State Representative Russ Diamond (R-102) stoked a familiar sense of controversy using his social media presence over the past week through a chain of events that began with a Monday, Aug. 23, Facebook post in which the Lebanon County legislator appeared to suggest mandatory vaccinations were akin to rape, albeit without actually saying that word.

More than two dozen individuals chimed in on the post, suggesting that “rape” was indeed the word that Rep. Diamond had in mind.

One commenter, Kath Gehman, said:

Rape? Really people? Unless you are ACTUALLY talking about RAPE, pick your words more carefully.

Diamond responded to Gehman: “In every other area of law, the body’s surface is a bright line of demarcation. This is no different.”

Diamond did not appear to dispute the “rape” characterization directly, either by clarifying his meaning or offering an alternative interpretation for the graphic verbiage.

On Aug. 25, the Pennsylvania Coalition Against Rape (PCAR) issued a statement seeking an apology from Diamond and removal of the post.

“We are outraged by Rep. Diamond’s statement comparing rape to vaccines,” said PCAR. “Comparing other topics to sexual assault to make tasteless jokes minimizes victims’ experiences.”

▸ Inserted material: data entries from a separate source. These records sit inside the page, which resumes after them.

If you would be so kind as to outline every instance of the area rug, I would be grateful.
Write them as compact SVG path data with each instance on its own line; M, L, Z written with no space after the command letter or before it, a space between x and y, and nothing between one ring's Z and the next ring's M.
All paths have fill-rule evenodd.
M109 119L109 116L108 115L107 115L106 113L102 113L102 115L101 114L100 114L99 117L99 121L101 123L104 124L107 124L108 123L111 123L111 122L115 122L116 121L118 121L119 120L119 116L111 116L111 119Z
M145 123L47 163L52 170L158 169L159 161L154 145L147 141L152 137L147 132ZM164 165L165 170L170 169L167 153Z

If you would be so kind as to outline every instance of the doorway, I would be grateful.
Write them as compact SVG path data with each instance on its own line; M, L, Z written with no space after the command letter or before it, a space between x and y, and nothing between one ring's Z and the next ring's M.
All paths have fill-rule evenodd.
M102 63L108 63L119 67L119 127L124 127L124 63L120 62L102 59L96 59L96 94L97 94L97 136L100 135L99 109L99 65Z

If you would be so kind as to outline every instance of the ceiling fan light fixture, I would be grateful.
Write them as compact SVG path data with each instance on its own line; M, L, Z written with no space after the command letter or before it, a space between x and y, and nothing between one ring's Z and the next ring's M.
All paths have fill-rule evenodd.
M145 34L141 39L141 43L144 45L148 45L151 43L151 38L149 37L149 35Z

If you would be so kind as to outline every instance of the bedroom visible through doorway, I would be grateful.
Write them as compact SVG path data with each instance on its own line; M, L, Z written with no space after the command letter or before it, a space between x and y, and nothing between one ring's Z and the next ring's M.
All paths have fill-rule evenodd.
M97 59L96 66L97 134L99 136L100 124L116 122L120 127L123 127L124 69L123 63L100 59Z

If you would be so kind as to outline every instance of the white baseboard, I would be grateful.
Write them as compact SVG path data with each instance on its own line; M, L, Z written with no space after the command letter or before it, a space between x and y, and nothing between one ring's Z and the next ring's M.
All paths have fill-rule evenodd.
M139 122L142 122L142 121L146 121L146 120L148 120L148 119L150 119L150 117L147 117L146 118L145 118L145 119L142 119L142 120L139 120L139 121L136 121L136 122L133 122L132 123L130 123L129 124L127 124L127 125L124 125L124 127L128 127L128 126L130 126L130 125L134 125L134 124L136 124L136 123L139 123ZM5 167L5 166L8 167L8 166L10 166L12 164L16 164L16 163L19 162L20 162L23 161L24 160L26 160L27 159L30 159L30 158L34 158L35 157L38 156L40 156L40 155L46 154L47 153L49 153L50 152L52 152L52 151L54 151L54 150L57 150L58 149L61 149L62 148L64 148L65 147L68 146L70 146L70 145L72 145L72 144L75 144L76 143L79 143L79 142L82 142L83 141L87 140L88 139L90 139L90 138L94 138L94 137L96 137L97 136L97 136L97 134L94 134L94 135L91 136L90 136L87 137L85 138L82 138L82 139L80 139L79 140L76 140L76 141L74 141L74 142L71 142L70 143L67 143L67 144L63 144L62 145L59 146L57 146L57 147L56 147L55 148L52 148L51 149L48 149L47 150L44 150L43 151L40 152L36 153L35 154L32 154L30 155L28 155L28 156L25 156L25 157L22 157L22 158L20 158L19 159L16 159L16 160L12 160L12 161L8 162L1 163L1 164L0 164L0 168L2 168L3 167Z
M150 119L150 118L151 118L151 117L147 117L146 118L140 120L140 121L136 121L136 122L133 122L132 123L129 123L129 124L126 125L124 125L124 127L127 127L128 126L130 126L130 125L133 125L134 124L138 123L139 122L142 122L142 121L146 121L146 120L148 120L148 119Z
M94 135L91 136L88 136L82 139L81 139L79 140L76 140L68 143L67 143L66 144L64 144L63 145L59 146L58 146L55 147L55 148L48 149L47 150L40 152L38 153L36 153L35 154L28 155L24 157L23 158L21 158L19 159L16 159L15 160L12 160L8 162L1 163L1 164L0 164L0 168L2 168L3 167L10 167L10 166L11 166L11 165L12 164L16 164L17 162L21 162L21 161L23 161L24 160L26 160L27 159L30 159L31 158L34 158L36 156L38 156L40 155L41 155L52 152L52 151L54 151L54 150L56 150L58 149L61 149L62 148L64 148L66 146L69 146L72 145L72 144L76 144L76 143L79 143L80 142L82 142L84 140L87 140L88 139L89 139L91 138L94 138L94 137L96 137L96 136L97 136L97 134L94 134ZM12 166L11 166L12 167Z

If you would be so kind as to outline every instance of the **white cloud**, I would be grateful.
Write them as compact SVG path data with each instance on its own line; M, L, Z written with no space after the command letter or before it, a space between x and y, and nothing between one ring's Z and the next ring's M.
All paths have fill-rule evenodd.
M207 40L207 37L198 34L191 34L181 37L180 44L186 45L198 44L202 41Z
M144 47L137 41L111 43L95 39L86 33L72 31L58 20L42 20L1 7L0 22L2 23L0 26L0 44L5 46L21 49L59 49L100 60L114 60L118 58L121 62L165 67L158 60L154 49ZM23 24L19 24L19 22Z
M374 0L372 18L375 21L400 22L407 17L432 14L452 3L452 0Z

Contacted by email, Diamond said that the PCAR statement was disingenuous and that “the post was a statement about our right to control what happens to our own bodies.” However, he did not answer whether the post was an allusion to rape.

Questioned in a followup email specifically whether he meant to compare mandatory vaccinations with rape or sodomy, albeit while stopping short of actually saying those words, Diamond said “other people went there” and his post did not.

Acknowledging again that he did not say the literal words, Diamond was asked whether he disputed that his post was an allusion to rape or sodomy.

Diamond again rejected the question, and suggested that the post was consistent with others on his profile page.

“I post about the vaccine and how it should always be a personal choice,” said Diamond.

“I have two bills – HB261 and HB262 – about this topic.”

In July 2020, Diamond faced a similar public outcry over a meme he tweeted equating the wearing of a mask by a child to an act of child abuse.